Despite international treaties developing a set of minimum requirements for copyright law, legal protection of copyright in business is a national concern.

While businesses assume their copyright covers multiple territories, they are in fact at risk of having their creative works and products exploited by competitors. As businesses continue to create and develop creative and innovative products, these products need to be safeguarded against illegal use and reproduction. 

Copyright, a legal type of protection, allows the copyright holder to profit financially from their innovation. Encouraging and promoting innovation in a variety of disciplines, copyright also makes knowledge and entertainment more accessible to the general public.

Commenting on international copyright, Hamid Bagherzadeh, Co-Founder of LegaMart said: “National governments are responsible for developing legal frameworks to protect the innovative works of creators in their territory, which can be challenging for international businesses. 

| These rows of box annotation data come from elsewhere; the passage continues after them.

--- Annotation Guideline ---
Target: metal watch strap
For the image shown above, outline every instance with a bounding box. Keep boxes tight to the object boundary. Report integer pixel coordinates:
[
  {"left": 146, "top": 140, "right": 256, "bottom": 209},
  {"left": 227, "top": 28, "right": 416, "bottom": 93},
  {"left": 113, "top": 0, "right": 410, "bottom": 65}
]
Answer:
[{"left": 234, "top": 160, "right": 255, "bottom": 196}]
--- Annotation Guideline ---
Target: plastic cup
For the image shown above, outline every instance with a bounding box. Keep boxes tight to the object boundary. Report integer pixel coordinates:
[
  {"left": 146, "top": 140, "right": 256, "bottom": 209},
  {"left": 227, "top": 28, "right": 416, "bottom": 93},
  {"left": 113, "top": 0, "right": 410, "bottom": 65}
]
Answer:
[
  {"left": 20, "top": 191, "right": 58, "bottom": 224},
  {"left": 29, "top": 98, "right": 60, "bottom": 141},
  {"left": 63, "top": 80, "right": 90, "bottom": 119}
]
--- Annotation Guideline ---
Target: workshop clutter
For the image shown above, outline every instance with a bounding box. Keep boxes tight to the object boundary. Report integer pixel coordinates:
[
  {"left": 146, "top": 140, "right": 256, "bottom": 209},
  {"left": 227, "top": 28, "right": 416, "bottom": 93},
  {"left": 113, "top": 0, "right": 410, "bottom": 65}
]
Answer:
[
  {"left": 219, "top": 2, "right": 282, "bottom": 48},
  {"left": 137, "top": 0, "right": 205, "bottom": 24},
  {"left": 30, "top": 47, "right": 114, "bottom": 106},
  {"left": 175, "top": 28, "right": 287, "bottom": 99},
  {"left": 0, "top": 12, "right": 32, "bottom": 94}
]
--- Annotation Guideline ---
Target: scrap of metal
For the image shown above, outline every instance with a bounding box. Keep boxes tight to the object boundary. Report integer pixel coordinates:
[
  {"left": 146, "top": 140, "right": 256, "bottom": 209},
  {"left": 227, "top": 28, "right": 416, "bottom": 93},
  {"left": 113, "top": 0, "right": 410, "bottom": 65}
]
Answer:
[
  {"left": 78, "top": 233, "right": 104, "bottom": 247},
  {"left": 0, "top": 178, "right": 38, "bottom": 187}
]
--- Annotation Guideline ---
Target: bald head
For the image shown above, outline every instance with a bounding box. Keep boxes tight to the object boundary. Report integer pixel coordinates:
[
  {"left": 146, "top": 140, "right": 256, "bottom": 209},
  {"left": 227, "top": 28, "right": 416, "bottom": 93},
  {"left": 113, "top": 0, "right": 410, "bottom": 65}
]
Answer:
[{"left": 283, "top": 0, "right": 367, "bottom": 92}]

“To work in international markets, it is essential for your business to seek the protection of rights in your markets of interest. Without securing intellectual property rights in overseas markets, you could risk significant financial and reputation loss by allowing competitors to exploit your creative work and products.”

Hamid outlines the three main reasons your business should take advantage of copyright:

  1. Financial gain

By copyrighting your products, you can generate a significant financial profile for your business. Copyright protection will allow you economic rights to your material, meaning you can charge a fee or royalty for the reproduction of your work. If others are looking to reproduce your work internationally, you have the right to benefit financially from their efforts abroad.

  1. Protecting and enhancing your reputation

Copyright gives your business the moral right to be identified as the creator of your material or innovation. This also means you can object to the distortion and mutilation of your material, which you feel may damage your reputation or integrity. This is particularly important as your materials are reproduced internationally, where nuances can be lost through translation.

  1. Avoiding legal disputes

Securing copyright registration is a pre-emptive measure to stop others from the unauthorised utilisation of your work. By registering a copyright, your business serves the public notification of your intellectual property, showing others that you are the owner of the work. This will aid in reducing the number of legal conflicts you are forced into. 

In order to protect their business from such copyright infringement, it is important for businesses to:

Develop a comprehensive copyright policy. This policy should outline the acceptable use of copyrighted materials, explain applicable laws related to copyright infringement, and detail appropriate discipline in the event of an infringement.

Educate employees on intellectual property rights. Employees should be familiar with the copyright policy, be aware of the sources they can use to legally obtain copyrighted materials, and understand the potential consequences of copyright infringement.

Monitor compliance with copyright law. Regularly review documents to ensure that they are not using copyrighted material without permission. Additionally, audit employee activity to ensure they are not using copyrighted materials inappropriately.

Invest in digital security. In order to prevent unauthorised access to copyrighted materials, businesses should invest in digital security measures such as firewalls, encryption, and anti-virus software.